San Francisco Billionaire Tells The Tech Industry: Don't Be 'The Wolf Of Wall Street'
Enterprise1 min read

wolf of wall street poster

Paramount Pictures

There's a revolution of sorts going on in the city of San Francisco against tech companies. And Salesforce.com CEO Marc Benioff wants tech companies to open their wallets and do something to stop it.

Tech companies are paying record high wages these days. That has caused housing prices to skyrocket. And that has led to some pretty scary protests.

On Friday, Benioff and the nonprofit Tipping Point announced a new plan called SF Gives, reports the San Francisco Chronicle's Joe Garofoli.

SF Gives aims to raise $10 million over the next 60 days to fund Bay Area antipoverty programs.

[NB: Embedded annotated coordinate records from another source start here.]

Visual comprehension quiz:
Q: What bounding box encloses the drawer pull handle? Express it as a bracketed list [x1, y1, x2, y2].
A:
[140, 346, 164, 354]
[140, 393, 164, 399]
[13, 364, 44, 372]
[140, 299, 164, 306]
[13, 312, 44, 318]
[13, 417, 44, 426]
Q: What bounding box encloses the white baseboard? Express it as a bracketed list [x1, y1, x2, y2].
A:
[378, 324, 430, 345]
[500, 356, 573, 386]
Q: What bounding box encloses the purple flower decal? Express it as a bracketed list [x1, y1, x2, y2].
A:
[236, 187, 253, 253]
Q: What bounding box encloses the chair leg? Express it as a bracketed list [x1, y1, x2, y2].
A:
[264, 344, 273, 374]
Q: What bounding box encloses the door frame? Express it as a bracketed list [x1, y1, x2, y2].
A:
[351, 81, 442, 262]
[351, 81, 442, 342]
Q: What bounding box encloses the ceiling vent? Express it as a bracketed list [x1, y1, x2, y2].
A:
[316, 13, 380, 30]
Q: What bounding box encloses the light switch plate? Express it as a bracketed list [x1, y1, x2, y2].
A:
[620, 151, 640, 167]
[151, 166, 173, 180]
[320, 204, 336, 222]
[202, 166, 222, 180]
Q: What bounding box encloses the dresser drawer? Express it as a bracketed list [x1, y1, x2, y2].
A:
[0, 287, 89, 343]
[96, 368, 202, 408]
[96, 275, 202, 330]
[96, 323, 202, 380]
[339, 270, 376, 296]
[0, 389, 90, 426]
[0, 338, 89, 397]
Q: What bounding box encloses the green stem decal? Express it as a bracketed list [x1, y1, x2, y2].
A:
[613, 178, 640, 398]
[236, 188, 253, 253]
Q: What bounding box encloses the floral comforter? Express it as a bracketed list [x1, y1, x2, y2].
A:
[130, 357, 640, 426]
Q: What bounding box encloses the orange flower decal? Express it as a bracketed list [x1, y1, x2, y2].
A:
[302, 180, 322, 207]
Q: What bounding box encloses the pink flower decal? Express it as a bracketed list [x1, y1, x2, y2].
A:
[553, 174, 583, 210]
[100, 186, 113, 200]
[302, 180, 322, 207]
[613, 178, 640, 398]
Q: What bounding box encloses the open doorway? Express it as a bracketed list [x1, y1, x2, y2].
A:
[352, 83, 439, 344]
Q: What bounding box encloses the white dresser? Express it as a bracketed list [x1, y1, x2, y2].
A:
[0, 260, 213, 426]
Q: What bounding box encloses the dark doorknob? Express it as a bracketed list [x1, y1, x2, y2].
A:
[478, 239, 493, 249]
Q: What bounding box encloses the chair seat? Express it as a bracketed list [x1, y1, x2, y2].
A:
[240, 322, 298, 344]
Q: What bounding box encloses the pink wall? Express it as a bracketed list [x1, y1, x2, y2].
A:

In a few days of working the phones, Benioff says he's already raised $5 million from companies like LinkedIn, Google, Zynga, PopSugar, IfOnly, Jawbone and Box.

The gist is to convince 20 tech companies to contribute $500,000 apiece immediately, but he's hoping to grow if from there, to a $100 million endeavor.

Marc Benioff Disrupt

TechCrunch Disrupt

Marc Benioff

Benioff, a self-made billonaire known for his philanthropy, wants wealthy CEOs and companies that aren't giving back to jump on board.

He told Garofoli:

"We still have some pretty epic companies here who have had IPOs and aren't giving - and aren't part of this and won't join.

We don't want to be the industry that looks like 'The Wolf of Wall Street.' ...

... if you come to San Francisco, you need to also be committed to giving back. ... You can't just take from our city."

Benioff grew up in San Francisco and his 12,000-employee company is headquartered there. Recently, companies like Pinterest, Twitter, Google and Mozilla opened up big offices there. Plus employees of other tech companies have moved to the city, suppored by private corporate buses that ferry them to their offices located elsewhere in the Bay Area.

The money will be spent on programs throughout the Bay Area, not just in the city of San Francisco. Largely thanks to the tech industry, the whole area is an extremely expensive place to live.